But this mysterious entity is like a black cat, coming and going as it pleases. Losing interest the more I want it to let me near.
I give up on traveling momentarily. Never have I heard such a terrifying sound in my life. Niklaus’s screams will echo through my nightmares until my final days.
I watch the skin on his shoulders bubble in horror.
“Niklaus!” I cry. Because, what else can I do? Is this going to kill him and spare me?
Oh god. I try again, reaching for that cosmic mist in the back of my mind, forcing myself to break whatever unwanted barrier or block is restraining me from controlling this.
I slide my hands along his jaw and let him press his forehead against mine. His howls come between his clenched teeth now as he bears down.
“I’m here!” I hold him against me. “Hold on, okay? Hold on!”
People around us drop to their knees, flopping on the floor like bugs being burned by the light from a magnifying glass. But Niklaus holds his position against me, and despite the excruciating pain, he doesn’t waver. Not for a second.
54. All My Relics
Vrath
The blood has dried onmy hands.
I like when it does that. It makes my palms stiff and shiny. The crimson red stain turns darker, a dull ruddy brown. And while the soldiers around me are dancing and cheering in glee as Sapphire and Niklaus wave their weapons around, twirling and skipping in a choreographed attempt to put on a show without killing each other—I use my yellow thumbnail to scrape at the blood in the crease lines of my left palm. It twists and lifts from my skin in flakes.
I smile adoringly as I blow on the dried blood, watching it scatter in the humid air of the stadium, floating like scarlet butterflies.
The Vexamen Breed are much too easy to infiltrate. When they are off duty, here at House of Jester Nights, they are belligerently drunk and stupid. I fit right in with my clothing and painted face. They don’t even notice as I lick my fingers, making the dry blood runny again.
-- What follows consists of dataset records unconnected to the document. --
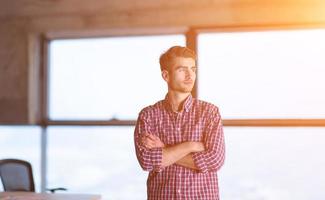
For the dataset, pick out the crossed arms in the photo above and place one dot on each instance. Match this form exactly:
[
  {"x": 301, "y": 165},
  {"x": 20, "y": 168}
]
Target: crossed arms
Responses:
[{"x": 204, "y": 156}]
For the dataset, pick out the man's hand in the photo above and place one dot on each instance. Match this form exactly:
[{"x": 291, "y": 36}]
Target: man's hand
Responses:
[
  {"x": 151, "y": 141},
  {"x": 197, "y": 146}
]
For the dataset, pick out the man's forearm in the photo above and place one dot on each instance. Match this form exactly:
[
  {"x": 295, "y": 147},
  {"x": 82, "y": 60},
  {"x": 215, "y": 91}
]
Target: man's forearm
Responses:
[{"x": 173, "y": 154}]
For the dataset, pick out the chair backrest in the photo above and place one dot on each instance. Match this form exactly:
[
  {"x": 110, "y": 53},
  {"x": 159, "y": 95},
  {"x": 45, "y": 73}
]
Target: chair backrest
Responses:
[{"x": 16, "y": 175}]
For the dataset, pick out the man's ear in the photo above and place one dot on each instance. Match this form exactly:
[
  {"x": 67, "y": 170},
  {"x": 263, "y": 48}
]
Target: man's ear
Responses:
[{"x": 165, "y": 75}]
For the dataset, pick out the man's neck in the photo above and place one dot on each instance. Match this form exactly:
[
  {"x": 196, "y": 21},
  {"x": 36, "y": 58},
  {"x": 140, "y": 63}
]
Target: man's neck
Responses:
[{"x": 177, "y": 99}]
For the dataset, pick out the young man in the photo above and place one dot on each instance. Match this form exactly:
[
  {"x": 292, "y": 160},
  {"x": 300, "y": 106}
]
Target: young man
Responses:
[{"x": 179, "y": 140}]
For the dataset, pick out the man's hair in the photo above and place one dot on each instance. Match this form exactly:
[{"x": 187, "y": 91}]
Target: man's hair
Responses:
[{"x": 167, "y": 58}]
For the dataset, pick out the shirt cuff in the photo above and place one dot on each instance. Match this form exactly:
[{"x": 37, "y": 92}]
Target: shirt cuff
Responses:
[
  {"x": 156, "y": 159},
  {"x": 199, "y": 161}
]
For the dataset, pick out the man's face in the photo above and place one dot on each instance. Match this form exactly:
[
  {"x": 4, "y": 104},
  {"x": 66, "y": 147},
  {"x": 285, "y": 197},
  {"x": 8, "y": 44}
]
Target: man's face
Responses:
[{"x": 181, "y": 75}]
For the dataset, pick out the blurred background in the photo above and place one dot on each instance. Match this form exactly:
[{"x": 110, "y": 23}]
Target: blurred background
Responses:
[{"x": 75, "y": 74}]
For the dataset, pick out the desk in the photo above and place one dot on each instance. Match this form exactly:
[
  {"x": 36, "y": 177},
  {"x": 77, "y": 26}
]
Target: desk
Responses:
[{"x": 46, "y": 196}]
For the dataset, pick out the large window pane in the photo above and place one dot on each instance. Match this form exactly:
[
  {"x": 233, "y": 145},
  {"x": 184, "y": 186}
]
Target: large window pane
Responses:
[
  {"x": 274, "y": 74},
  {"x": 98, "y": 79},
  {"x": 22, "y": 142},
  {"x": 95, "y": 160},
  {"x": 273, "y": 163}
]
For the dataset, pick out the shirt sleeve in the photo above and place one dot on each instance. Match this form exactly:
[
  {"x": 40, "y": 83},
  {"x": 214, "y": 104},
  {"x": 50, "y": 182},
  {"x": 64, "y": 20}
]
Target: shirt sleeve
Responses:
[
  {"x": 149, "y": 159},
  {"x": 213, "y": 157}
]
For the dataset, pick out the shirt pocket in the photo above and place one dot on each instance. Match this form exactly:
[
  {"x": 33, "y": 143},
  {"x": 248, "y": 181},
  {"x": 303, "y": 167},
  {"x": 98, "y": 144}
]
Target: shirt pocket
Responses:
[
  {"x": 165, "y": 133},
  {"x": 194, "y": 132}
]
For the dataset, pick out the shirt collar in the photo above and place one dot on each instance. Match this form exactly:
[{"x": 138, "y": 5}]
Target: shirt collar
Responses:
[{"x": 186, "y": 106}]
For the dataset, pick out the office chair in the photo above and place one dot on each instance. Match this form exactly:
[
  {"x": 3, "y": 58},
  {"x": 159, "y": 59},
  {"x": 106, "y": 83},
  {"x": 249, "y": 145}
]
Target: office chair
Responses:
[{"x": 17, "y": 175}]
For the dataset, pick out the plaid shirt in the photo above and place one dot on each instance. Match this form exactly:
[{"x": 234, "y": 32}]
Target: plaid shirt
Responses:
[{"x": 198, "y": 121}]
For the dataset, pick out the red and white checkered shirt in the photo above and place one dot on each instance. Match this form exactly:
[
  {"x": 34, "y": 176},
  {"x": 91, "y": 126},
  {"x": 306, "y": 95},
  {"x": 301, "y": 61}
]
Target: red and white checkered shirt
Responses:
[{"x": 198, "y": 121}]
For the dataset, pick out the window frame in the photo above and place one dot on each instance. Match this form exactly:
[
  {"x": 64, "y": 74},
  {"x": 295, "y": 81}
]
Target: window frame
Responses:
[{"x": 191, "y": 35}]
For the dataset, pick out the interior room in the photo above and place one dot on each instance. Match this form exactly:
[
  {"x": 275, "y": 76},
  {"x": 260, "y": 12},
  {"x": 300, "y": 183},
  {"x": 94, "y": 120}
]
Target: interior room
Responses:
[{"x": 74, "y": 76}]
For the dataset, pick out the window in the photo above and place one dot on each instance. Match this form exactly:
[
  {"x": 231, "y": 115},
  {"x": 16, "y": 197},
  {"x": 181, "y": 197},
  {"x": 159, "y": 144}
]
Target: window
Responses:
[
  {"x": 105, "y": 78},
  {"x": 273, "y": 163},
  {"x": 97, "y": 160},
  {"x": 22, "y": 142},
  {"x": 273, "y": 74}
]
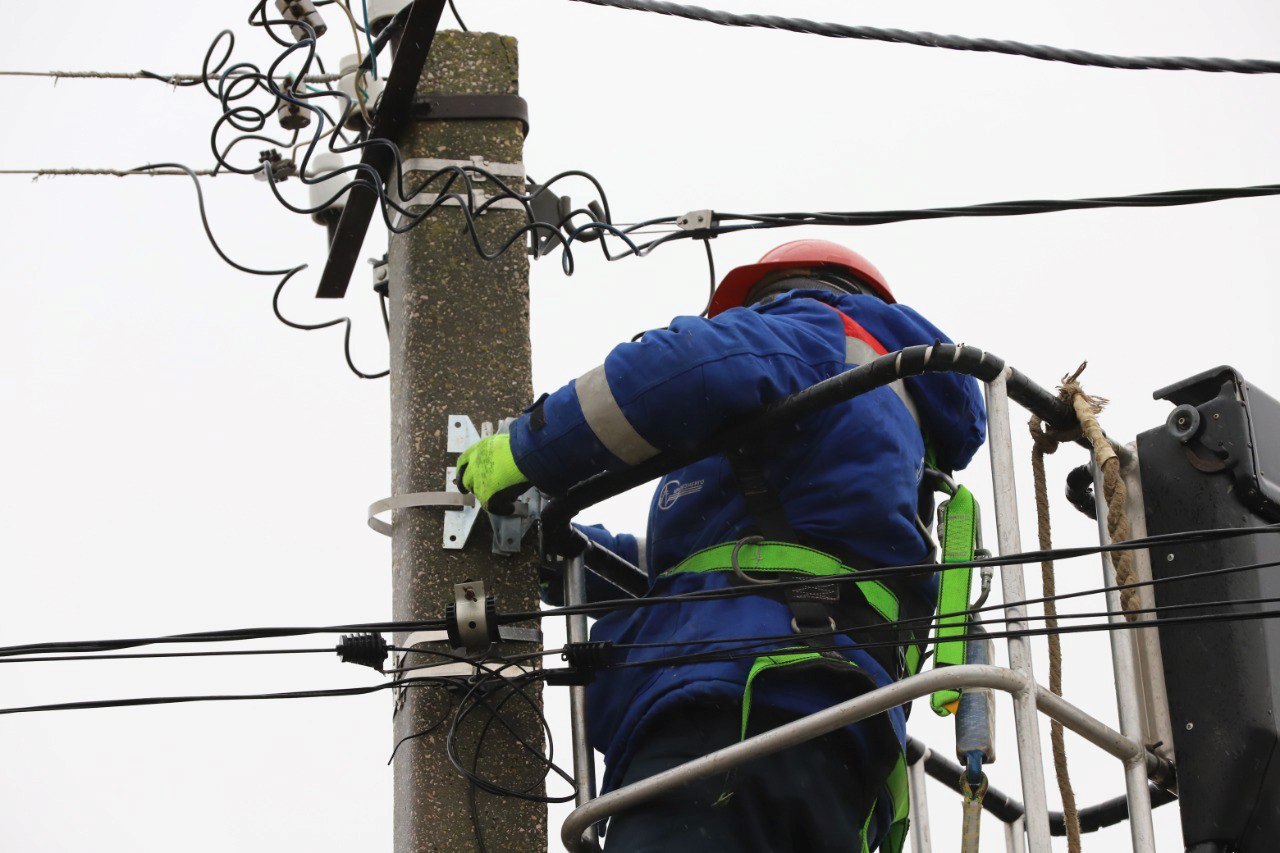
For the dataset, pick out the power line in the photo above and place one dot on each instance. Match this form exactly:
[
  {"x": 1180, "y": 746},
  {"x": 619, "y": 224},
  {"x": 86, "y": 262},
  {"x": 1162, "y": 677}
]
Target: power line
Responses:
[
  {"x": 1165, "y": 199},
  {"x": 174, "y": 80},
  {"x": 115, "y": 173},
  {"x": 949, "y": 42}
]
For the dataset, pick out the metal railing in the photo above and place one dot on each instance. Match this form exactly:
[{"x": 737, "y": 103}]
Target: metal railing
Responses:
[{"x": 1029, "y": 699}]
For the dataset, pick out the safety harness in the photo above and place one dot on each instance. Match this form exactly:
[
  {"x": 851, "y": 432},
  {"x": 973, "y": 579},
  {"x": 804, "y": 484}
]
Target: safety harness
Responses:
[{"x": 818, "y": 609}]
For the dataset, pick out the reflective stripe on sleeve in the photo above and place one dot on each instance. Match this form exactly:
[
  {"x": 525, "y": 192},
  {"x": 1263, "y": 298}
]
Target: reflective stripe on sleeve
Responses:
[
  {"x": 606, "y": 419},
  {"x": 858, "y": 351}
]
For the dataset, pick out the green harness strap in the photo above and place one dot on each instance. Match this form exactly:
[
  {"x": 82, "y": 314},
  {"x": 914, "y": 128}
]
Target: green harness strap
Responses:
[
  {"x": 786, "y": 557},
  {"x": 959, "y": 529},
  {"x": 895, "y": 787},
  {"x": 899, "y": 796}
]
“Why don’t you just move to another era, Sapphire S. Valdawell? Why be imprisoned this far in the past?” I tap my stiff fingers against my paint chipping around my lips. “Are you unintelligent?”
I have watched her move through time. I have studied her patterns, though her methods are shocking to me. Does she not need the blood of a mother to come and go? Does she not need relics from their personal belongings? Time equations and a map? And why aren’t others affected as she interacts with people that she does not belong with?
No one falls ill around her.
Speaking of, the soldiers around me become increasingly snotty and hoarse the longer I’m nearby. Their perspiring skin loses color by the minute. But of course, they do not notice. They are drunk, moronic men who are fixated on shiny toys fighting to the death before their eyes.
Niklaus Demechnef kisses Sapphire Valdawell.
I tilt my head at the psychorrhagic interaction.
I have never understood the peculiar act of intimate touch. I do not receive the slightest ounce of endorphins or excitement of any kind toward touching another human being gently. Perhaps I feel something when I hear the wretched cries of a mother as I insert a tear in her skin and collect copious amounts of her blood. There really is nothing quite like it. Especially if she is a new mother and pleads for me to spare her infant.
Those are the cries that lead to me doing something God-like.
Now, Sapphire Valdawell is not a mother. But her blood sings to me like a darling sea nymph. It chants and hums a tune that reaches me when she travels. It wants me to bleed her. It could be the answers I’ve longed for. The only way for me to return to where I truly belong. Perhaps I will no longer be deathly ill? Perhaps I will be worshiped as a divine deity for my time craft?
I will know for certain once I bleed her.
I do not hate Sapphire Valdawell nor Niklaus Demechnef.
But they run from me, and it is not fair. It is not right. Do they not know that I have watched their ways over and over again? I have seen them interact in alternate paths of what is to come. I have seen all. Why resist me?
The two get directed off stage.
“But how can I reach them?” I ponder.
“You talk to yourself,” the slurring soldier says next to me in Old Alkadonian.
I ignore the brute. I have had enough of my potential interactions with him. His mind is sideways and insides are diseased. I do not like the eyebrow with the scar or that he perspires more from his right underarm than his left.